The history of chatbots shows us that they have been with us for a while, helping companies delegate a part of their conversational tasks to computers, and at the same time, gain tireless helpers that never get irritated or complain about long working hours. But if you consider that chatbots are simplistic, time-consuming and repetitive customer service agents, you may not have encountered one that is trained with artificial intelligence methods, in particular, with machine learning.
Chatbots & machine learning
With applied machine learning, chatbots cannot only be programmed to respond to messages in a predictable manner but also learn from previous conversations and engage in future interactions in a creative way. There is plenty of computer science involved in how chatbots – a type of machine – learn from AI programming using machine learning. Machine learning methods have only entered business applications on a wider level in recent years. It is finally time to recognize the transformative role AI-powered chatbots play for businesses and to give them a chance to show more of their capabilities in web and mobile app development.
Customer Service Chatbots
A very common way in which most customers interact with chatbots is by engaging with a customer service bot on websites. You may have noticed the Android-like robot heads popping up on websites to answer urgent questions without having to wait for a real person to show up. Interacting with a chatbot seems weird initially. But when it does its job well, you may prefer using it before humans, such as the majority of respondents in this Drift survey, in which only 38 percent said they prefer receiving messages form humans.
With the prevalence of chatbots, customers will expect even more from companies in the next few years. The true power of conversational bots lies in mobile apps, as the smartphone is the tool that users are most likely to have at hand when they need urgent help. By harnessing the unprecedented advantages of chatbot immediacy in phones, mobile app developers have brought a significant shift in what the app development field is currently like.

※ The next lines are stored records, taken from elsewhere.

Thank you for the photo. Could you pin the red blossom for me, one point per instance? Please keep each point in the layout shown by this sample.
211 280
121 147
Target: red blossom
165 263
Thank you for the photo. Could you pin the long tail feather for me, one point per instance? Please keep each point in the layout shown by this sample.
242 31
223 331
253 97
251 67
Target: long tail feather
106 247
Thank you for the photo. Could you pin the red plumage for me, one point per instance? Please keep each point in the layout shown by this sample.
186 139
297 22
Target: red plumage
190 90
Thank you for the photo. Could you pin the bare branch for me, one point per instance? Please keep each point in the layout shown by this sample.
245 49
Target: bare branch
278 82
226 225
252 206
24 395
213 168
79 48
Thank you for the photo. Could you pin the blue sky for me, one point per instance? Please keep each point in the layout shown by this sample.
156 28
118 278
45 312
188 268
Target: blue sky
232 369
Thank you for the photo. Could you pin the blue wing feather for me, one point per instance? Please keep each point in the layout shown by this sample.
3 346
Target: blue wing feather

Creative service. With the changing expectations of the always-on customer, companies must be ready to respond adequately. In the apparel retail industry, for example, including companies such as Tommy Hilfiger or H&M, chatbots help customers get stylistic advice and create complete outfits, going above and beyond the role of simple customer service and into becoming a trusted stylist.
Precise shopping recommendations. ShopBot by eBay lets customers send messages and images via FB messenger and uses them to interpret customer product requirements as well as recommend the most suitable matches.
Insurance innovation. With the rise of new electronic products ans services, the insurance industry followed through by implementing chatbots for providing quick personalized quotes, electronic gadget insurance for newly purchased items, improving auto coverage with third-party offerings, as well as tailoring small business insurance policies. This is all taking a huge chunk of the load from insurance agents who are able to concentrate on more rewarding or laborious insurance contracts.
Travel and hospitality. Blue Bot is a smart flying assistant by KLM Royal Dutch Airlines that is integrated with FB messenger and Google Assistant, helping passengers manage their flight schedules from home and via phones. Recognizing the impact of the conversational interface, Facebook is dedicating a lot of its efforts to improve the conversational aspect of bots. The social media company is using machine learning to bots to communicate like humans instead of focusing on various AI possibilities, such as the mechanics of numerous other tasks, where a single mistake, such as a missed flight or a wrong quote can cost so much more.
Banking. Look no further than Erica, the smart mobile app by Bank of America, that completed over 50 million transactions and has over one active million users in a single year of existence. Erica is a virtual financial assistant that provides credit score updates, can lock and unlock credit cards, search for past transactions, schedule payments, and even book face-to-face meetings.
AI-powered chatbots can have three levels of conversational capabilities, ranging from simple customer service to more sophisticated inquire handling to fully mimicking human conversation. They require implementing various machine learning techniques, including supervised, unsupervised and reinforced learning algorithms, especially when combining multiple technologies into a single mobile app. Even if intelligent conversational apps aren’t everyone’s favorite piece of technology for handling communications at the moment, they have the potential to solve many of the current CRM dilemmas and offer a fertile ground for improvements.